A single person, one not in a romantic relationship, many times become the topic of conversation. One time I found myself around my dating friends. As they attempted to understand me (you can imagine the questions) and determine if there was someone I liked, they were ready to 'help', I seized the opportunity to challenge them. I asked about their purpose for dating. I had my reasons for remaining single, and I assumed they had their reasons for being in relationships. At the core, their dating didn't seem all that different from what I see in a good friendship. I argued that if we agree that marriage duties should only be fulfilled in marriage, why not just stay friends until you’re ready for marriage? What do you hope to learn about the other person that can't be known or revealed in a genuine friendship? After all, not too long ago, it was normal to be friends with the opposite gender.

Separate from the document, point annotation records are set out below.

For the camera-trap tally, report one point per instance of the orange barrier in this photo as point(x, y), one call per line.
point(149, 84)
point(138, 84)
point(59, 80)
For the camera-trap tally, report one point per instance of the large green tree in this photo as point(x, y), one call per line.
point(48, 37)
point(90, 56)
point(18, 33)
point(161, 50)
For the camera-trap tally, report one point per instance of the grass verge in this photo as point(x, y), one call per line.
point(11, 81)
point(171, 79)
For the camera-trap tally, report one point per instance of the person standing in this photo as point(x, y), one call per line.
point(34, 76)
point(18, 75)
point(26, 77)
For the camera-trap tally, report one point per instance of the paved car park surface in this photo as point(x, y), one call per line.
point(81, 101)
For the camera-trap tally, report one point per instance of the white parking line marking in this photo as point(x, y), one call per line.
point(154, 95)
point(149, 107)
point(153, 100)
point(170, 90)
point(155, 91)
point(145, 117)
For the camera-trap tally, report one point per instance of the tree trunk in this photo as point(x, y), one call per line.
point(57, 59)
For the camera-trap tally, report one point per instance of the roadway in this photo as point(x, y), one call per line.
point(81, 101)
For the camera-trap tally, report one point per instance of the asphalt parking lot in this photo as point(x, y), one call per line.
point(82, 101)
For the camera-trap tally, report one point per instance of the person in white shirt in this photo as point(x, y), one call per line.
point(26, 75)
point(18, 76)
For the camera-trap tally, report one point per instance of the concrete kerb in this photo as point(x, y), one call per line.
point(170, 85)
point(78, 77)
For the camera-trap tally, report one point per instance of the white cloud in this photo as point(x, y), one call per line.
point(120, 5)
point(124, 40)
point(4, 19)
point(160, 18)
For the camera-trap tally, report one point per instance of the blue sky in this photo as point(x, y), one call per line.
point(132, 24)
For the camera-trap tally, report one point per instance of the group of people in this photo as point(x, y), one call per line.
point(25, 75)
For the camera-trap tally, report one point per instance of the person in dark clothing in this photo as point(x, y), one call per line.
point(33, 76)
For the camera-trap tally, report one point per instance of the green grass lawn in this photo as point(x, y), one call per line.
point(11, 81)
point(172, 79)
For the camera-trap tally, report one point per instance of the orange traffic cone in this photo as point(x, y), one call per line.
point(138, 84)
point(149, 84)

You see, cultivating genuine friendships is essential. When there's no pressure to impress, people are often more authentic, and I appreciate that! If so, when the time comes for a committed relationship, we stand a better chance of finding a genuine partner. Friendships shouldn't be overlooked-- if we don’t marry, we can still count on each other as friends. My stance was validated when a well-known Family Life Pastor said during a camp meeting, "You should only date the one God has chosen for you. In such cases, courtship doesn’t require much time. The only thing left is to get acquainted with the family, know their home, and complete a few formalities, which usually takes a short time."It's possible to spend time as good friends, and when convinced one is God's will, move forward in marriage. But, what about love?

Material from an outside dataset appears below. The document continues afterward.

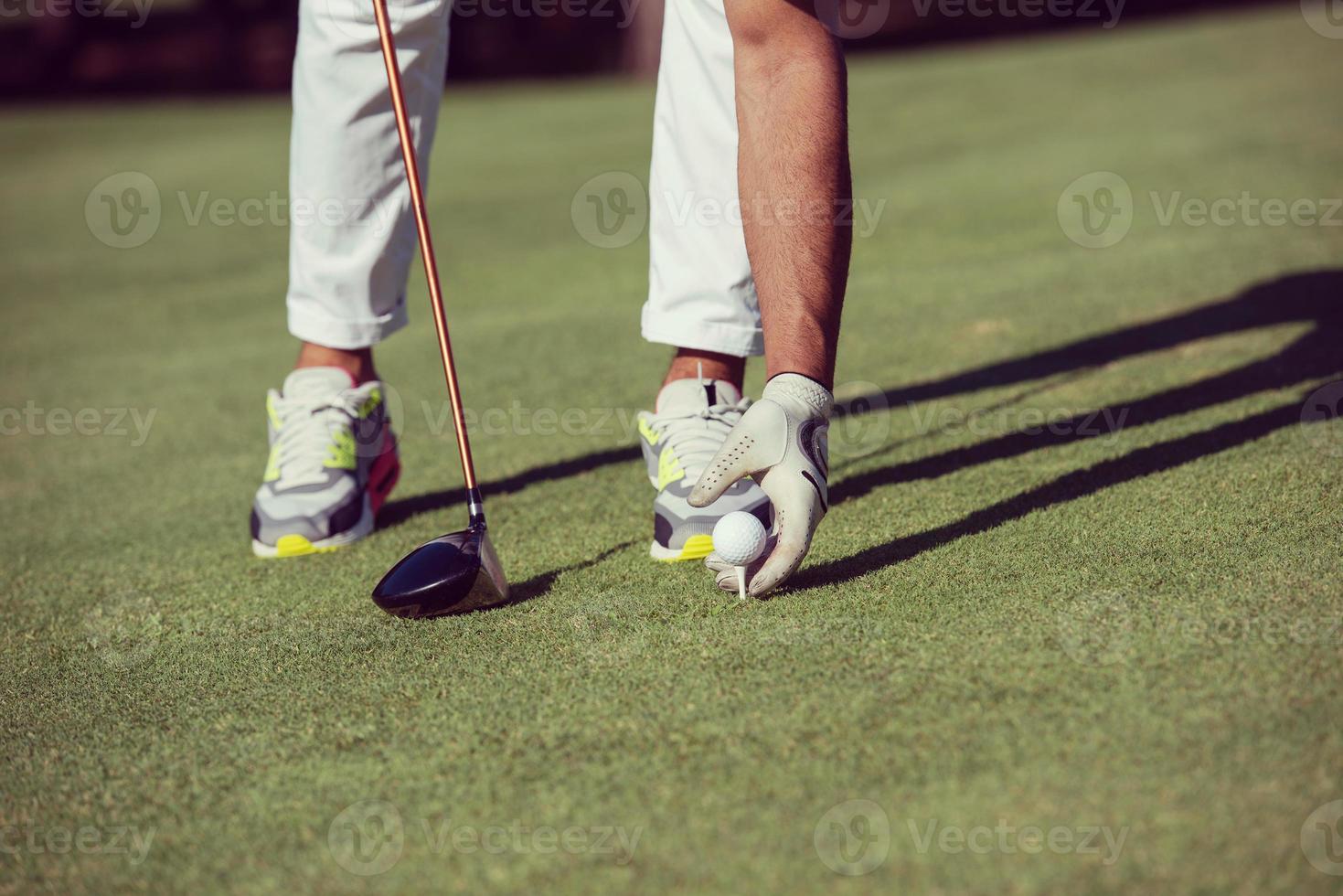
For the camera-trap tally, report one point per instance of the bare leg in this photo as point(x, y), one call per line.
point(690, 363)
point(793, 168)
point(357, 363)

There's nothing more beautiful than love. It has been spoken of, written about, sung about, and preached about-- love makes the world go round. Before I was single, I was in love, so I can relate. Among the most beautiful sights in life is the sight of two people in love, a couple. Oh my days! Isn’t it a breathtaking sight? And there is so much beauty in life if you just look. Anyway. Love is beautiful and powerful. My roommates could attest to the times I've been in love. Once, I stayed on the phone, enduring mosquito bites, just so we could watch the moon together. Perhaps the craziest thing I’ve ever done was getting into a fight with a police officer, ending in my arrest on a Saturday evening after church-- all in an attempt to protect my girlfriend. Sometimes, things fall apart, you know. A friend of mine affectionately called his girlfriend "sunshine." When they broke up, I empathized, but I couldn’t resist the urge to joke about the absence of sunlight in his darkest hour.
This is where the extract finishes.